In American Express Co. v. United States Horse Shoe Co., 244 U. S. 58, 37 S. Ct. 595, 61 L. Ed. 990, it was held that failure to post rates which were duly filed with the Interstate Commerce Commission and published does not affect their validity or the duty of a shipper to take notice of them. Kansas City Southern Ry. Co. v. Albers Commission Co., 223 U. S. 573, 32 S. Ct. 316, 56 L. Ed. 556, holds that posting the schedule of rates of interstate carriers as required by section 6 of the Interstate Commerce Act is not essential to make the rate legally operative. In United States v. Miller, 223 U. S. 599, 604, 32 S. Ct. 323, 325, 56 L. Ed. 568, the difference between publication of rates and posting of rates is drawn. Publication is necessary to give validity to the rates — posting is not. The court says: "Publication is a step in establishing rates, while posting is a duty arising out of the fact that they have been established." Posting of rates under these decisions is not an essential thing. In these cases the rates had been established by publication and filing just as the rate was in this case. The question of posting, like the question of the form in which the schedule should be preserved on the records of the commission, does not enter into the legality of the rate.
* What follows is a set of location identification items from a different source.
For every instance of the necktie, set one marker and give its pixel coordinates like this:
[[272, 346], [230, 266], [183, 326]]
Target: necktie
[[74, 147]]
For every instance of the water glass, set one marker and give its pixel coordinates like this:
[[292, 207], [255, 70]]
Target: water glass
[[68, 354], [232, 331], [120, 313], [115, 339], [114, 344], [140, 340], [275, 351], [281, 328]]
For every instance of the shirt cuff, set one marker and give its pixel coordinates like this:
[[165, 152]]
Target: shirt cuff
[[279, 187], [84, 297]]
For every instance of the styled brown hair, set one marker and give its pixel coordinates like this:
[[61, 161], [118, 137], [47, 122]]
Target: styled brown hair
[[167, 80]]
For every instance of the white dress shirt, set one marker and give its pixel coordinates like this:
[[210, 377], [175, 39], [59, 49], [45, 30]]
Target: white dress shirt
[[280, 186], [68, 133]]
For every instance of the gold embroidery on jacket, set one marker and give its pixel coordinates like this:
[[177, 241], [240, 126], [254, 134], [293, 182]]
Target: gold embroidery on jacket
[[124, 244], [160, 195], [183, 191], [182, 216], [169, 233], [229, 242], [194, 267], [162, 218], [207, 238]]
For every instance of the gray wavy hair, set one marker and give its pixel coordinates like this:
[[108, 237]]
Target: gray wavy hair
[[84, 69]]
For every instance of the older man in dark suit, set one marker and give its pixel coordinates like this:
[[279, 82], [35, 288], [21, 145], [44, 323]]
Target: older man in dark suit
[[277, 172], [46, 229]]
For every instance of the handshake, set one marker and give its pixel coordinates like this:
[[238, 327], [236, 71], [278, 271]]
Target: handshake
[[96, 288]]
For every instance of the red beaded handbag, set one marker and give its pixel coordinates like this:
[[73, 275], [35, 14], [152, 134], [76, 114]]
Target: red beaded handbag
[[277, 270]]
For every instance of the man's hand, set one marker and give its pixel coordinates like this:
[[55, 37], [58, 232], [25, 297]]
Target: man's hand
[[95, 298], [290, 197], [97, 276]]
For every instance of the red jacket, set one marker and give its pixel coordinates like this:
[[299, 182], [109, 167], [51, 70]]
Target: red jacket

In Berwind-White Coal Mining Co. v. Chicago & Erie Railroad Co., 235 U. S. 371, 35 S. Ct. 131, 59 L. Ed. 257, it was held that the filing with the Interstate Commerce Commission of the book of rules as to demurrage of the Car Service Association, of which the railroad was a member, containing a statement of what its rates were, was a compliance with the provisions of the act to regulate commerce requiring the filing of tariff sheets, no objection being taken to the form and the documents being adequate to give notice, and there being proof of posting.

It may be observed that 520-C was filed with the commission without any objection being made to its form. There is no claim it was not filed and published as provided by law. Its rates were those held out to the shipper. Had it used the words, "former Jones Tariff, 100-R, canceled as to the Louisville rate," presumably this lawsuit would not have been brought. Even if rule 8 of Circular 18-A had the force and effect of a statute, it would not supersede paragraph 3, § 6, of the statutes heretofore cited, which established the method of changing rates. There were no directions to the shipper under said rule 8 — they were to the carriers. The failure to follow the rule was entirely the failure of the carrier. The fact that tariff 520-C did not conform to rule 8 of Circular 18-A of the commission, in that it failed to state that the previously established rate was canceled, was not sufficient in our judgment to render it ineffective; nor was the failure to file a corresponding amendment to Jones tariff 100-R. We think the trial court did not err in holding that the proper rate to be applied to this shipment was that provided in tariff 520-C. Its judgment is affirmed.